DECLARATION OF INTEREST
The authors report no conflicts of interest and are alone responsible for the content of the paper.
Notes
1In studies which employ an ad hoc-recruitment of subjects, the validity of the statistical results is jeopardized the probabilities of selecting units into the sample are unknown.
2As the study collected a rich variety of data on, e.g. family background, workability (WAI), burn-out-symptoms and working conditions, there was a necessity to use a shortened version in order to ensure that participants could complete the survey within a reasonable time frame.
3For the sake of completeness we note that α = 0.76 (Cronbachs Alpha) if the original scoring proposed by Horne & Östberg (Citation1976) is used.
4For a precise description on how results of item response theory are linked to models of classical test theory we refer the reader to Holland & Hoskens (Citation2003).
5This is the reason why we did not report violations which were based on a sample size of less than 30.

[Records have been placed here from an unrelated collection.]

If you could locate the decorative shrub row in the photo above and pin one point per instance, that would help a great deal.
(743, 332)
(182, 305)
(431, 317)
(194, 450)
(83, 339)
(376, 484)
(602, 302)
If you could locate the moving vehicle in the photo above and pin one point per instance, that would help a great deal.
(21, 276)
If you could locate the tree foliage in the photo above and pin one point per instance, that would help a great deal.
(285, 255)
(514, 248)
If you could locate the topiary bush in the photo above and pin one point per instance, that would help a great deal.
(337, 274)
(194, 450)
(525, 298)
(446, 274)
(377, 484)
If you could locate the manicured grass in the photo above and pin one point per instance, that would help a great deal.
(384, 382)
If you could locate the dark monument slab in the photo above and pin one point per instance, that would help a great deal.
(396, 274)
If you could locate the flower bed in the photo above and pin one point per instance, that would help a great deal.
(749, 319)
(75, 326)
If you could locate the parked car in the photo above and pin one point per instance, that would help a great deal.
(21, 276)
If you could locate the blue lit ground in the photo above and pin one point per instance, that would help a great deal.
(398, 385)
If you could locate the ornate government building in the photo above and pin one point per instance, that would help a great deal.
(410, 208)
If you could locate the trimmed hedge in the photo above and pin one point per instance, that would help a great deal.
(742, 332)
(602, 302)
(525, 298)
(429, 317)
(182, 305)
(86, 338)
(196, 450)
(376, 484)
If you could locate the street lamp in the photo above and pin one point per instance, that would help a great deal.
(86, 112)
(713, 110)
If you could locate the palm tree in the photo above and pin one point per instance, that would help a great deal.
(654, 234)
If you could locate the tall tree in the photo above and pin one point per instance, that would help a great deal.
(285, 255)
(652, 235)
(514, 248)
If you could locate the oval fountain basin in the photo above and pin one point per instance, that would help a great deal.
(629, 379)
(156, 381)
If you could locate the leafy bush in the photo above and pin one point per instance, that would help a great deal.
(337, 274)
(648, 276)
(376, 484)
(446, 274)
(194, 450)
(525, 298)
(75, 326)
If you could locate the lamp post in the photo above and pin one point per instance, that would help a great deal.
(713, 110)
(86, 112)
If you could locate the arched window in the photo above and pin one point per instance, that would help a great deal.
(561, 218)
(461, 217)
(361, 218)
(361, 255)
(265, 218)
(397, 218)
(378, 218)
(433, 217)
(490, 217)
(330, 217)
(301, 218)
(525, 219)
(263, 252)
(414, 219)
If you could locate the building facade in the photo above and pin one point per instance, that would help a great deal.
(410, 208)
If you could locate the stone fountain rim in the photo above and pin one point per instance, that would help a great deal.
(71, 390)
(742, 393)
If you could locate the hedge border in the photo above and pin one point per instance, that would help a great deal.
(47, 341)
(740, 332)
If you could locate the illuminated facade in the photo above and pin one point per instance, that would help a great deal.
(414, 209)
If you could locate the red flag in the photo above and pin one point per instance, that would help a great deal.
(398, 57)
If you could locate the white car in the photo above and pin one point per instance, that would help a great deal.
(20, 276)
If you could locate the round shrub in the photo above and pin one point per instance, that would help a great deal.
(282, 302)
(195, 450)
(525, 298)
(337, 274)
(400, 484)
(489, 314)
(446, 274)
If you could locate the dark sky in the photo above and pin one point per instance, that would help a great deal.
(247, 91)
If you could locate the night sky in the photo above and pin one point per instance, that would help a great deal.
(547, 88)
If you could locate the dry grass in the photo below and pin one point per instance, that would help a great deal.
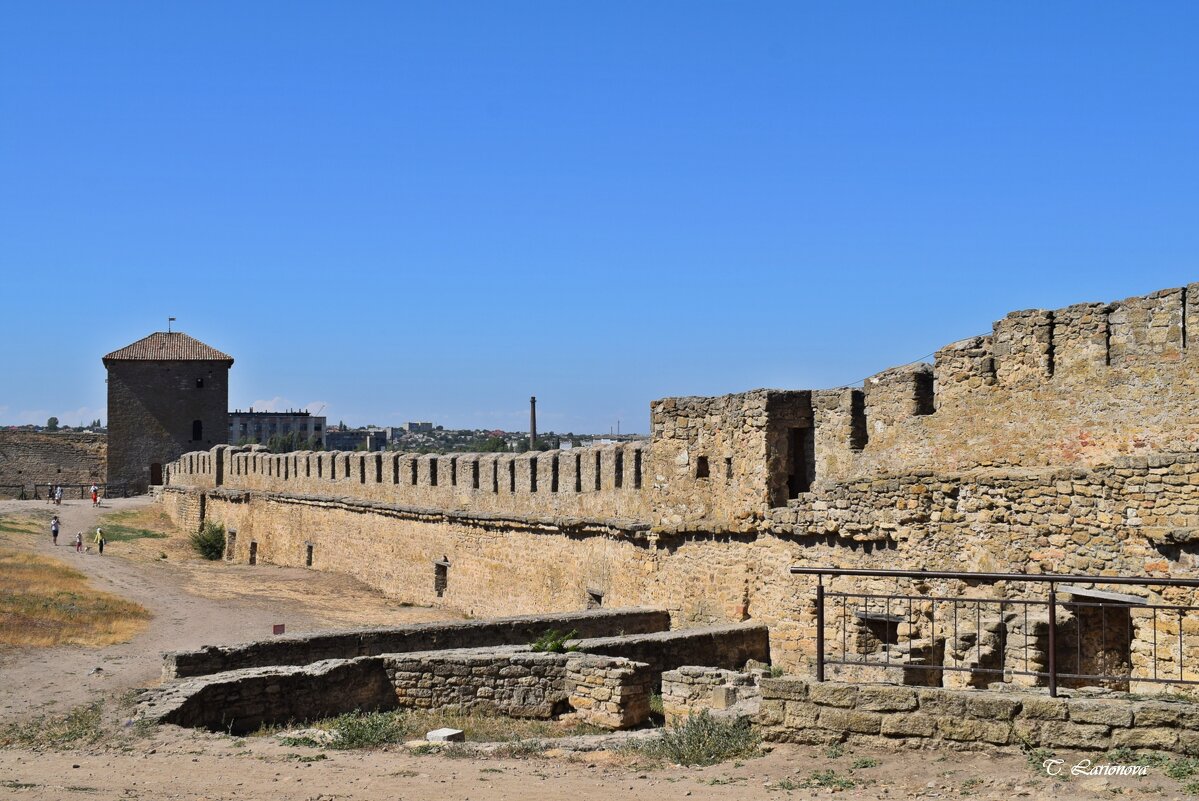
(44, 602)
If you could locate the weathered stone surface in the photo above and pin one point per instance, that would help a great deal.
(1145, 738)
(909, 726)
(1064, 734)
(886, 699)
(1112, 712)
(829, 694)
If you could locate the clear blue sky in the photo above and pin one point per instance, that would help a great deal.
(432, 211)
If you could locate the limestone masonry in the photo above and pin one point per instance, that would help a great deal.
(1062, 441)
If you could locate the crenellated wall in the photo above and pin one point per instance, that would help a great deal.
(1065, 440)
(594, 482)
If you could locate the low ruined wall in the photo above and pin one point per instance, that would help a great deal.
(40, 457)
(722, 646)
(609, 692)
(516, 685)
(693, 688)
(606, 481)
(417, 637)
(797, 710)
(242, 700)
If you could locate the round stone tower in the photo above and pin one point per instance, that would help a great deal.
(168, 393)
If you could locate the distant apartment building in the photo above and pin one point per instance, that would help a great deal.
(258, 427)
(367, 439)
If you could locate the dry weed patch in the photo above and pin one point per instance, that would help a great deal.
(44, 602)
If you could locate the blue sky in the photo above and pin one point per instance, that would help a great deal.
(432, 211)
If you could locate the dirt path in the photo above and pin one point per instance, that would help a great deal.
(196, 603)
(193, 603)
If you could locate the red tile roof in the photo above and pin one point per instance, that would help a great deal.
(174, 345)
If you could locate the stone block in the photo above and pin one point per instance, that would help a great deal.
(943, 703)
(784, 688)
(1106, 712)
(886, 699)
(446, 735)
(992, 706)
(1160, 738)
(841, 720)
(965, 729)
(1043, 709)
(1151, 714)
(909, 726)
(1062, 734)
(827, 694)
(800, 715)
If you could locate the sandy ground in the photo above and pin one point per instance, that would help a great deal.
(196, 602)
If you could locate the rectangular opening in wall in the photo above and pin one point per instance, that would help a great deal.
(859, 434)
(440, 577)
(800, 461)
(926, 402)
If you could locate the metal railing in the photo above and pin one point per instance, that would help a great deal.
(1095, 637)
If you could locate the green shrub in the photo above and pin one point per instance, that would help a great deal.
(703, 740)
(554, 642)
(209, 541)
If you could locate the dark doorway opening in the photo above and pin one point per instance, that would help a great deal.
(801, 461)
(440, 577)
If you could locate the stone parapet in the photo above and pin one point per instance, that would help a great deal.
(305, 649)
(800, 710)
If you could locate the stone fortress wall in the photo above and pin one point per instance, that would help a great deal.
(28, 457)
(1062, 441)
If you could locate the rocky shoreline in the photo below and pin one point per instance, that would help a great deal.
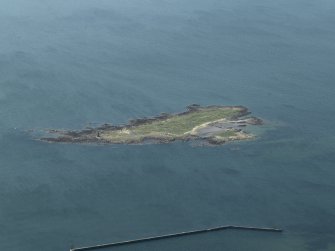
(222, 129)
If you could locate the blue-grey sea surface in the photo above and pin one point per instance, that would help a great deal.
(69, 63)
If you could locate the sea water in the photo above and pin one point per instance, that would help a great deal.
(66, 64)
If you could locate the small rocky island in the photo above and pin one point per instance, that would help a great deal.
(211, 124)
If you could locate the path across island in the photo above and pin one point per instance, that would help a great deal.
(153, 238)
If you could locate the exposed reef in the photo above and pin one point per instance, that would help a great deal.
(212, 124)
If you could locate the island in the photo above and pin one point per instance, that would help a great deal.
(210, 124)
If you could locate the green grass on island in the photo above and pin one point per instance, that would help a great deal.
(214, 124)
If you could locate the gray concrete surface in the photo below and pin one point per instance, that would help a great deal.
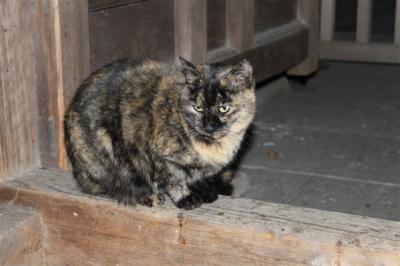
(332, 144)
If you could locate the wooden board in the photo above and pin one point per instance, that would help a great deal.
(350, 51)
(131, 29)
(272, 51)
(19, 146)
(86, 230)
(272, 13)
(20, 236)
(216, 24)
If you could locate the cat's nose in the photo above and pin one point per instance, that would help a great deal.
(210, 128)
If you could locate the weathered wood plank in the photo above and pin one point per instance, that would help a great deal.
(270, 13)
(20, 236)
(19, 147)
(309, 14)
(97, 5)
(273, 51)
(216, 24)
(71, 45)
(191, 29)
(364, 21)
(397, 24)
(240, 24)
(328, 10)
(85, 230)
(350, 51)
(136, 30)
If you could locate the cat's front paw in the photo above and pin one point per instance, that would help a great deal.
(209, 196)
(190, 202)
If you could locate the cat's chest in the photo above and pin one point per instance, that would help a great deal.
(219, 154)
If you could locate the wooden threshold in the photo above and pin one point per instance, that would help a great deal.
(350, 51)
(87, 230)
(20, 236)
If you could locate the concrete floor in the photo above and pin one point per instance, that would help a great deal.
(332, 144)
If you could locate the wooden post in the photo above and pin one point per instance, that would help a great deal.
(308, 12)
(328, 10)
(191, 28)
(240, 24)
(71, 45)
(397, 24)
(364, 18)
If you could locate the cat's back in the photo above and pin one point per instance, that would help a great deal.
(116, 80)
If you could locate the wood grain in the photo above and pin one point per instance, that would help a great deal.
(20, 236)
(351, 51)
(137, 29)
(216, 24)
(309, 13)
(270, 13)
(240, 24)
(273, 51)
(82, 230)
(364, 21)
(19, 147)
(71, 44)
(191, 29)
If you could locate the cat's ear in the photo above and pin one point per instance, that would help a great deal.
(243, 74)
(189, 70)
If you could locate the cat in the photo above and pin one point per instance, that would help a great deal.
(138, 131)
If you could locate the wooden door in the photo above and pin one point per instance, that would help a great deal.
(274, 35)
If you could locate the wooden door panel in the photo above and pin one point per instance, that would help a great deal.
(272, 13)
(216, 24)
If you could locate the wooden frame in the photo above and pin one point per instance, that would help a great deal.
(362, 49)
(83, 230)
(56, 224)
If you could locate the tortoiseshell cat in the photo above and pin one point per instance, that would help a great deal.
(139, 130)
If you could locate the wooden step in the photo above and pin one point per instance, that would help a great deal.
(20, 236)
(87, 230)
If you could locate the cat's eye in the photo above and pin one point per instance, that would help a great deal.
(224, 108)
(198, 108)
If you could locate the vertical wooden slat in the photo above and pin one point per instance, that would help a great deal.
(328, 10)
(397, 24)
(240, 23)
(308, 12)
(191, 28)
(71, 45)
(364, 18)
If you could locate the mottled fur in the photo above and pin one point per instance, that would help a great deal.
(137, 130)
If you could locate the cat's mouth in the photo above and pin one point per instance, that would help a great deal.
(210, 136)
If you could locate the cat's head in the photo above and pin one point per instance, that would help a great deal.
(217, 99)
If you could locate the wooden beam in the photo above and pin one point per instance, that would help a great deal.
(191, 28)
(72, 65)
(20, 236)
(397, 24)
(364, 20)
(351, 51)
(240, 24)
(273, 51)
(82, 230)
(328, 11)
(308, 12)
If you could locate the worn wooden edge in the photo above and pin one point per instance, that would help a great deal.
(98, 5)
(350, 51)
(238, 231)
(20, 236)
(272, 51)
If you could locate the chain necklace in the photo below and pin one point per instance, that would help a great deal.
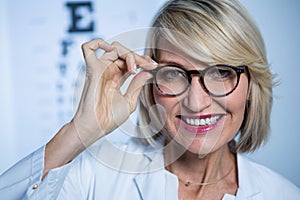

6 We did not collapse the score of the three subscales into a single index – as the scores refer to different latent factors. Moreover, testing each of the three subscales separately would call for proper control of multiple testing – with potentially severe drawbacks for the power to detect any interaction.
7 In a subsequent explanatory analysis we also checked for nonlinearity by including quadratic terms in the regression model. We noticed however no substantial gain in explanatory power.
8 This follows from the fact that the basic building block of the method rests on three items.
9A drastic example of this phenomenon is cited on page 20 in Agresti (Citation2009).